Akhirnya sampai juga dipanti asuhan muhammadiyah bandung. Panti asuhan ini dipilih karena menurut oknum yang berama Dinda, disana banyak bayi-bayi mungil yang lucu. Ya karena ria dan dinda suka banget sama bayi, maka gue juga nurut. Setelah parkir, kami pun masuk ke dalam panti. Disana kami bertemu wanita muda berkerudung, kemudian kami menanyakan perihal kunjungan terhadap bayi yang ada didalam sana. Ternyata masih boleh dikunjungi. Kamipun bergegas naik ke lantai 3 ruang para bayi, dan ketika kami masuk ke dalam, kami ber3 melihat sendiri betapa para bayi ini kekurangan kasih sayang dari orang tuanya. Mereka semua haus pelukan, gendongan, dan perhatian. Dinda tertuju pada ranjang bayi yang bernama ‘Rizky’ , ria tertuju pada seorang bayi yang menangis kencang akibat botol susunya jatuh, gue tertuju pada anak berumur 8 tahun yang mempunyai keterbelakangan atau sebut saja anak itu kurang beruntung. Agak aneh juga umur 8 tahun tapi di tempatkan satu ruangan yang sama dengan para bayi di box bayi pula.
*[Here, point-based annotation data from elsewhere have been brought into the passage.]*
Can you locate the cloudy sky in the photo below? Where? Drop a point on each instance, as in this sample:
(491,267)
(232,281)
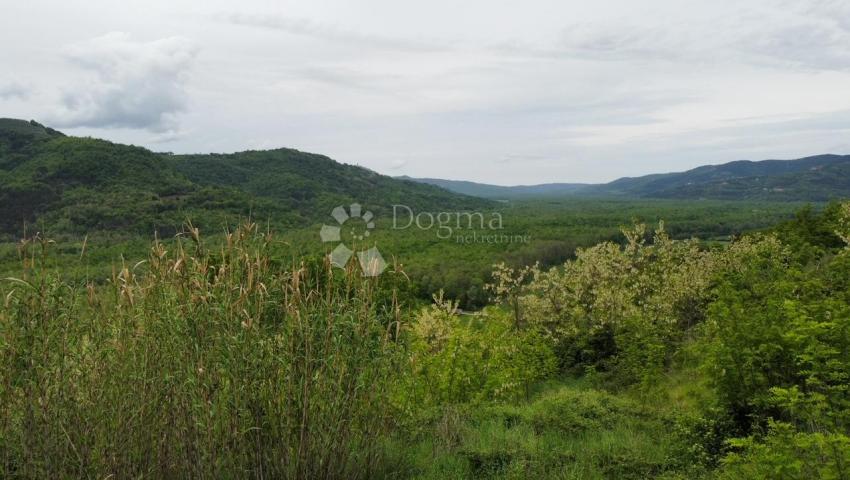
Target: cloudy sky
(503,92)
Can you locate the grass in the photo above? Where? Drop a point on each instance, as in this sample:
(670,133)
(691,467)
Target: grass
(568,430)
(198,362)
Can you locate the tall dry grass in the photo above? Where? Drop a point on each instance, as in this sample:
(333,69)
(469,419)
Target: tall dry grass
(202,362)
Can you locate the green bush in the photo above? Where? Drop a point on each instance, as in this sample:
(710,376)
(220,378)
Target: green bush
(195,363)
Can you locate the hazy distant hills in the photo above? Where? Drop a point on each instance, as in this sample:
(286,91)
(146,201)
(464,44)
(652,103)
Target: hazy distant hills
(80,185)
(501,192)
(70,184)
(816,178)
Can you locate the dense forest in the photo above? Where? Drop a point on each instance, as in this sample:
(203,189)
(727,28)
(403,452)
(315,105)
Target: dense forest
(175,316)
(646,357)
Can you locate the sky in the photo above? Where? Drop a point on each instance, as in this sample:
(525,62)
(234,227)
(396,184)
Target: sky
(501,92)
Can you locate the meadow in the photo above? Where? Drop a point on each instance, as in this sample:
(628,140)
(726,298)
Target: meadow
(642,354)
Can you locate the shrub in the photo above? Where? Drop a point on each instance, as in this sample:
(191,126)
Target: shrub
(196,363)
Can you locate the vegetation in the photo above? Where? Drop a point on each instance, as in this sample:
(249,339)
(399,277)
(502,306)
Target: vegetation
(816,178)
(587,351)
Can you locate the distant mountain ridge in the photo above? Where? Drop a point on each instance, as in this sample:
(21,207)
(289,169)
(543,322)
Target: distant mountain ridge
(502,192)
(81,185)
(815,178)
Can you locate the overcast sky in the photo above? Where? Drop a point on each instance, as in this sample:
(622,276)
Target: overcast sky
(503,92)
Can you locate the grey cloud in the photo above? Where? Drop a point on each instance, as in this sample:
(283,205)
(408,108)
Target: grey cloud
(137,85)
(307,27)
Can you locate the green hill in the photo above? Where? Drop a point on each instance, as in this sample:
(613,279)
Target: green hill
(501,192)
(314,184)
(82,185)
(817,178)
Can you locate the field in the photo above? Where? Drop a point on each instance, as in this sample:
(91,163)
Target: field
(246,353)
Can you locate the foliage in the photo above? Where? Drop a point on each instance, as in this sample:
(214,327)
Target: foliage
(471,358)
(622,309)
(199,362)
(788,454)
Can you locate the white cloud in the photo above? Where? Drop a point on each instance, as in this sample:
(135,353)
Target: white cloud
(130,84)
(13,89)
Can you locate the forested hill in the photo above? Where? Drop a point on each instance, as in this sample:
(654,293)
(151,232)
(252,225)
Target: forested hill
(81,185)
(503,192)
(816,178)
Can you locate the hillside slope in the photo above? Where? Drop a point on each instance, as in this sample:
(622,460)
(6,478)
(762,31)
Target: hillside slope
(500,192)
(313,184)
(80,185)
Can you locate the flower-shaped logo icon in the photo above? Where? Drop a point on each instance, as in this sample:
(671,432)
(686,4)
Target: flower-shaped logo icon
(371,262)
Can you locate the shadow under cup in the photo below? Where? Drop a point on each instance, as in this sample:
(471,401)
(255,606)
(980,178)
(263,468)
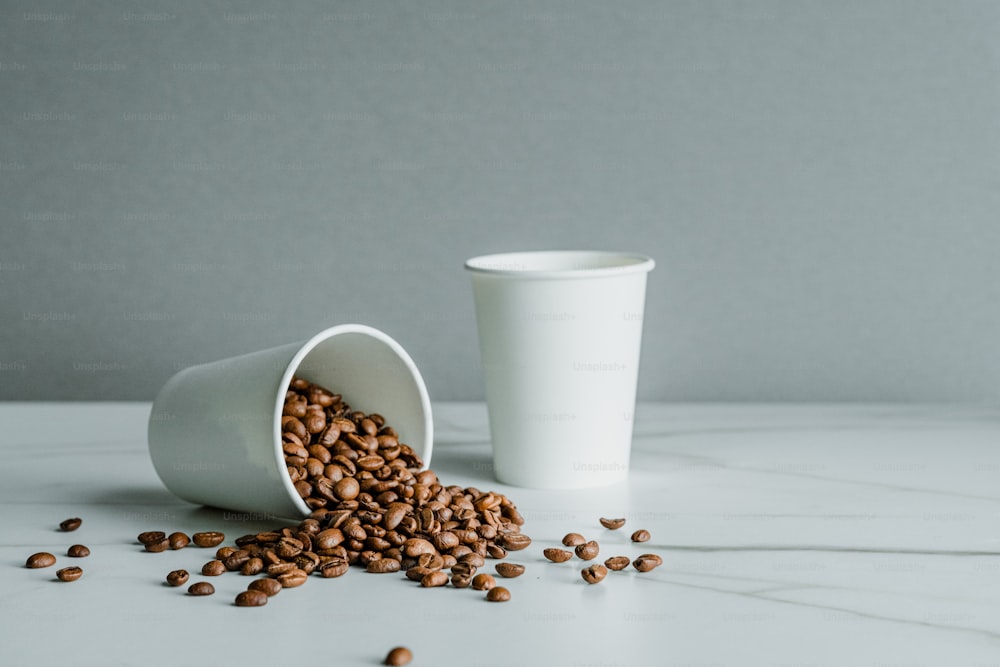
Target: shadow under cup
(215,429)
(559,334)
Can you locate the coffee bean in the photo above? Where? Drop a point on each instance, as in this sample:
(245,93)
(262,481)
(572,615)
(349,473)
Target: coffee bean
(398,657)
(41,559)
(270,587)
(201,588)
(498,594)
(612,524)
(557,555)
(213,568)
(70,525)
(208,539)
(616,563)
(178,540)
(588,551)
(251,598)
(594,573)
(509,570)
(177,577)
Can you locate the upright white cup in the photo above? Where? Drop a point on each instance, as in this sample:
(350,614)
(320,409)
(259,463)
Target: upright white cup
(215,429)
(559,333)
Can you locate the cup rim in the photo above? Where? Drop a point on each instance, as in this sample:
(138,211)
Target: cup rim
(560,264)
(293,366)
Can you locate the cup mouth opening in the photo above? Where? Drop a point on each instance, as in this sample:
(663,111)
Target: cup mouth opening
(560,264)
(293,367)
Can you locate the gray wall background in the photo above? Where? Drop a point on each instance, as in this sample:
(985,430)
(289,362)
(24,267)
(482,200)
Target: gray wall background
(819,183)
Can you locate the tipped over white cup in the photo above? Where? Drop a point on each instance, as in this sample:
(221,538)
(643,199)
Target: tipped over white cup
(559,334)
(215,429)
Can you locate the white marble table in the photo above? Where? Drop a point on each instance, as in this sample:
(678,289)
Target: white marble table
(791,535)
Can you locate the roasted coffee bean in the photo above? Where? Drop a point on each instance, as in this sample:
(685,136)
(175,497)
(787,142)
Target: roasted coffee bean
(398,657)
(41,559)
(177,577)
(201,588)
(616,563)
(483,582)
(178,540)
(498,594)
(70,525)
(151,537)
(612,524)
(208,539)
(269,587)
(213,568)
(251,598)
(557,555)
(588,550)
(594,573)
(434,579)
(510,570)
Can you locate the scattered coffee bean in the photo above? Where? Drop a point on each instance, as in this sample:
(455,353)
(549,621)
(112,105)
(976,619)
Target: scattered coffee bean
(616,563)
(594,573)
(498,594)
(213,568)
(398,657)
(78,551)
(69,525)
(41,559)
(251,598)
(510,570)
(201,588)
(177,577)
(640,536)
(588,550)
(557,555)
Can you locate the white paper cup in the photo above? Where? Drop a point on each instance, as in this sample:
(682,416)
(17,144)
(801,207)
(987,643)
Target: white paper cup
(559,333)
(215,429)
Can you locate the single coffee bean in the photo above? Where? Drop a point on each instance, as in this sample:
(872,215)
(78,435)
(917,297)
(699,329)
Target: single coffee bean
(208,539)
(588,551)
(557,555)
(398,657)
(201,588)
(251,598)
(612,524)
(70,525)
(434,579)
(78,551)
(510,570)
(640,536)
(178,540)
(151,537)
(41,559)
(498,594)
(483,582)
(594,573)
(177,577)
(213,568)
(616,563)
Ya nama anak itu ‘Ridho’. Ia sangat antusias dengan genggaman tangan orang yang mendekatinya, maka gue genggam terus tangan itu. Selain itu ia juga tertarik akan cahaya handphone. Gue terus memperhatikan Ridho, entah mengapa jika kita melihat matanya, kedua bola matanya terus memutar dan tidak pernah fokus akan 1 titik jika kita memanggilnya. Ia hanya dapat tersenyum atau tertawa kecil , ia tidak mengeluarkan sepatah dua patah kata pun padahal gue selalu mengajak ia berbicara. Postur tubuh Ridho juga tidak wajar, badannya terlalu kecil untuk usia 8 tahun. Perempuan mana yang gak miris melihat nasib Ridho, jiwa keibuan gue mulai muncul (hore). Rasanya pengen membawa Ridho untuk berobat. Gue Cuma bisa berdoa agar Ridho ada yang mengasuhnya dengan layak dan mengobatinya sampai ia normal seperti anak-anak seumurannya.
Banyak juga anak bayi yang terbilang baru lahir, tega sekali ada orang tua yang membiarkan atau membuang anaknya begitu saja. Padahal mereka para bayi tidak mengetahui apa-apa dan masih sangat bersih dan luput dari dosa. Mereka sangat membutuhkan belaian dan pelukan yang penuh kasih sayang dari kita semua, sayangnya bayi-bayi itu sudah dipaksa harus mandiri seperti pengunjung panti tidak diizinkan untuk menggendong bayi yang ada disana. Ini dimaksudkan agar mereka semua tidak manja. Ya kami mengerti tapi diam diam kami gendong, hehe, tidak termasuk gue. Panti asuhan ini sangat bersih dan terawat, tapi biar bagaimanapun juga panti sangat membutuhkan donasi dari para donatur serta para perawat bayi agar perawat bayi yang sekarang ini tidak merasa keletihan untuk mengurus semua bayi-bayi yang ada saat ini. Semoga para anak asuh yang ada dipanti tersebut dapat di angkat menjadi anak oleh para orang tua asuh yang sangat diridhoi oleh Allah dan mempunyai hati mulia. AMIN.